Nobel Prize season is quickly approaching, and Thomson Reuters has released its annual predictions about who may be receiving a call from Stockholm.

The information company sifts through research citations to compile their predictions; it has predicted 27 winners since it started making a list back in 2002.

For the prize in medicine or physiology, Thomson Reuters predicts that the laurels may go to the University of Edinburgh's Adrian Bird and Hebrew University of Jerusalem's Howard Cedar and Aharon Razin for their work on DNA methylation and gene expression. Thomson Reuters, though, also highlights the work of the University of California, Los Angeles' Dennis Slamon on the HER-2/neu oncogene and Yoshinori Ohsumi from the Tokyo Institute of Technology for his studies of autophagy as other possible winners.

In chemistry, Thomson Reuters says that the University of California, Berkeley's Paul Alivisatos, Chad Mirkin from Northwestern University, and Nadrian Seeman at New York University have a shot at winning for their work on DNA nanotechnology. Again, though, it notes that Bruce Ames from Children’s Hospital Oakland Research Institute and UC-Berkeley may be honored for inventing his mutagenicity test.
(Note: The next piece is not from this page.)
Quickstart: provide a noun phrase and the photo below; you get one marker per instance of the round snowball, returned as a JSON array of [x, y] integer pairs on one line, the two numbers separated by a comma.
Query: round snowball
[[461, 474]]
Thomson Reuters also says that the physics prize will likely go to François Englert and Peter Higgs for their prediction of the Brout-Englert-Higgs boson particle. In addition, they say that the economics prize may go to Sam Peltzman and Richard Posner, both from the University of Chicago, for their work on economic theories of regulation.

For literature, online bookmakers Paddy Power and Ladbrokes are favoring novelist Haruki Murakami, and for the peace prize, Paddy Power likes Malala Yousafzai, the Pakistani teen activist who was shot by the Taliban.

The winners of this year's Nobel Prizes are to be announced early next month.